Part 3: Reports: As was mentioned in the previous two devotions, following his baptism and wilderness experiences, Jesus returned to Galilee. This was a place that was familiar to him and, no doubt, a place that he could return and feel confident enough to test the waters, so-to-speak. Yet, Jesus was not naive and he knew that returning home would present other challenges for him. Sure, he knew the area and he knew the people. He knew what their hopes were, he knew what their fears were. He knew what they enjoyed most and he also knew what they struggled with in their day to day lives. Jesus had an intimate and personal knowledge of those people. Yet, they knew him as well and they knew his family.
That’s not to say that everyone in Galilee, which is only 21 km (13 mi) long and 13 km (8.1 mi) wide (a total of 53 km or 33 mi in circumference), knew who Jesus was. But they would have known he was one of their own by his very village attached to his name (Jesus of Nazareth), let alone by his mannerisms and the way he talked. So, when Jesus shows up on the scene preaching words of wisdom and performing divine miracles, the buzz about this miracle worker and teacher rises up quickly and spreads throughout the region. This makes Jesus’ return to his own village a precarious one.
The people of Nazareth did intimately know this son of a carpenter and so, when they hear the reports of all he is doing in their region, they get curious, prideful, and excited for the homecoming of this “son of Nazareth.” When Jesus arrives in their town, they are all ready to hear him read from and expound upon the Scriptures. They’re not really listening to the words of the prophet Isaiah, as much as they are listening to their own excitement at the propsect that one of their own, a hometown boy (if you will), might actually be the promised Messiah come to deliver the people of Israel from foreign occupation. They wanted to claim him as their own and yet, because of their vested interest in him and the reports circulating about him, they were cutting themselves off from what God WAS ACTUALLY DOING. Hence why, in verse 24, Jesus states that “a prophet is never accepted in his own hometown”.
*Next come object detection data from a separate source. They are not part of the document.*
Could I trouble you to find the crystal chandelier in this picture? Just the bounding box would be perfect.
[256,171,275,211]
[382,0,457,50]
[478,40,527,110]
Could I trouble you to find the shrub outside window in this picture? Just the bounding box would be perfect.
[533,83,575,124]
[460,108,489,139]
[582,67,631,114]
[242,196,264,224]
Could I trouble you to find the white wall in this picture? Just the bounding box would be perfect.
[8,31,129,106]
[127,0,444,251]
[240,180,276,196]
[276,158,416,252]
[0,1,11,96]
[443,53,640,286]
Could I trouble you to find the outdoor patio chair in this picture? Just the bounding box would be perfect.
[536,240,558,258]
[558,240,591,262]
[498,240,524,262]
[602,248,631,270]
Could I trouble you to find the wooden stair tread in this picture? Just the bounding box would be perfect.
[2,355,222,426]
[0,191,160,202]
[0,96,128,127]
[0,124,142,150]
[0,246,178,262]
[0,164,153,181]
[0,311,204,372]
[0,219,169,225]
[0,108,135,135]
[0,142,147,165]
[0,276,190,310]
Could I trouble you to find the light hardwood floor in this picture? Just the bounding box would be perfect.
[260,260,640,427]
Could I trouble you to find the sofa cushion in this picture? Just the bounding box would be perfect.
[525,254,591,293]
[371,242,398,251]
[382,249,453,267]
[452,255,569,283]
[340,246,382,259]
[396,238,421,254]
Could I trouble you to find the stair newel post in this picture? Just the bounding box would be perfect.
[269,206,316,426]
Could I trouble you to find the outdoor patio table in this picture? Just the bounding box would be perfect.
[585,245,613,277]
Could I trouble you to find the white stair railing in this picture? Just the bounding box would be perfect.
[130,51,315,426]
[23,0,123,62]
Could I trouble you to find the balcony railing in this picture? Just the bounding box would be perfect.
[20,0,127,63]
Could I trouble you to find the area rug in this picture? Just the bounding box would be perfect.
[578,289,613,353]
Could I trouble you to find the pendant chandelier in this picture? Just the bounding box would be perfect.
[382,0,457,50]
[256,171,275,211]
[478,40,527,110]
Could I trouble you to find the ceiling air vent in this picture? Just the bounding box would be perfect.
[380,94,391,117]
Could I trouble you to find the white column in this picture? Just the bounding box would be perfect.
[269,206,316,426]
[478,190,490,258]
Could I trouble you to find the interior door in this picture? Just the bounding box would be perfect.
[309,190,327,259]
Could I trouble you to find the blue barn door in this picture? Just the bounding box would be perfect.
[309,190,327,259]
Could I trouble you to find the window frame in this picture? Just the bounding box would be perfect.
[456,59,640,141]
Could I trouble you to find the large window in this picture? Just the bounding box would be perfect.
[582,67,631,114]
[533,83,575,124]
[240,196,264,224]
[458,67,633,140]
Jesus hadn’t come to make them proud, or give them something to continue reporting on; rather, he had returned home to the people he loved and knew so intimately in order that he might show them how they needed to change (not a popular message, I know!), in order that they might become agents of the Kingdom of God rather than slaves to the Kingdom of this world. This is a vitally important message for us as well. After all, we who go by Christ’s name consider him to be one of ours, right? We consider ourselves to be in with him and we report on how “awesome he is”! Christian athletes praise Christ for being their Lord and Savior and for helping them win games. Christian artists praise Christ for their artistic talents. Christian politicians praise God for their political gains and, truth be told, to garner Christian support. Yet, where is Christ in all of this? Is Christ merely a namesake that gets us what we want? Is Christ merely a name to drum ourselves up with? Or is Christ the one who comes to us and demands that we change in order to be true representatives of the Kingdom of God? Regardless of where you are on this, whether you accept this Jesus or not, God cannot be deceived and certainly knows a tree by the fruit it bears.
THOUGHT OF THE DAY
“Even children make themselves known by their acts, by whether what they do is pure and right.” (Proverbs 20:11 NRSV).
Lord, help me to see past the hype and the reports of who you are in order that I may see who you truly are and who you are calling me to be. Amen.